Photo: Fransaskois.info

Article initialement publié sur Mademoiselle à Montréal
Par Bertile de Contencin

« Libre jusqu’au bout des doigts », ainsi se définit Nabila Ben Youssef.

Contrairement à beaucoup de gens qui se revendiquent des « esprits libres », Nabila vit à la hauteur de cette aspiration. La liberté, elle la transpire dans sa vie, sur scène, dans son rire et dans les larmes de joie qu’elle verse à la fin de ses spectacles, alors que le public l’ovationne. Nabila Ben Youssef a ce regard arabe envoûtant: noir comme les yeux de ceux qui ont du vécu; rieur, parce que quoiqu’il arrive il faut vivre et vivre heureux. Inch’allah!

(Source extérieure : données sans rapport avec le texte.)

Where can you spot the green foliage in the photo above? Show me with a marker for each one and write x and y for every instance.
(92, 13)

La liberté, cette Tunisienne de naissance en connait le prix. Parce qu’elle n’a jamais voulu fermer sa grande gueule, elle a vécu enfermée dans un dressage du corps dont on attendait qu’il se plie aux exigences d’un régime tyrannique et aux valeurs d’une société, certes laïque, mais enferrée dans des traditions patriarcales d’un autre temps. Il fallait être vierge, être discrète, pour se voir considérée comme une jeune femme respectable et bonne à marier. Malgré tout, rien ni personne n’a su dompter l’esprit rebelle de Nabila. Elle dansait le baladi et batifolait sur les toits, parce que dans son pays: « on n’a pas le droit de dire ce qu’on pense, alors on danse».

Qu’est-ce que cette femme est belle quand elle entre sur scène en se déhanchant sensuellement!

Photo: Olivier Samson Arcand OSA Images

Drôlement Libre, co-écrit avec Pierre Sévigny, raconte la rencontre de cette Tunisienne avec son pays d’adoption, le Québec, sa rencontre avec une liberté effective. Elle s’exprime avec un humour fin et jamais vindicatif sur les absurdités de ces deux mondes.

Pudibonds de tous bords s’abstenir! Nabila ne mâche pas ses mots. Elle se dit accommodante mais pas raisonnable. La seule minorité à laquelle elle appartient, dit-elle, est une minorité invisible… puisque elle est vaginale (hfdlr*). Son obsession: ne tromper personne, à commencer par elle-même. Elle vous invite à la lapider dans le cas contraire.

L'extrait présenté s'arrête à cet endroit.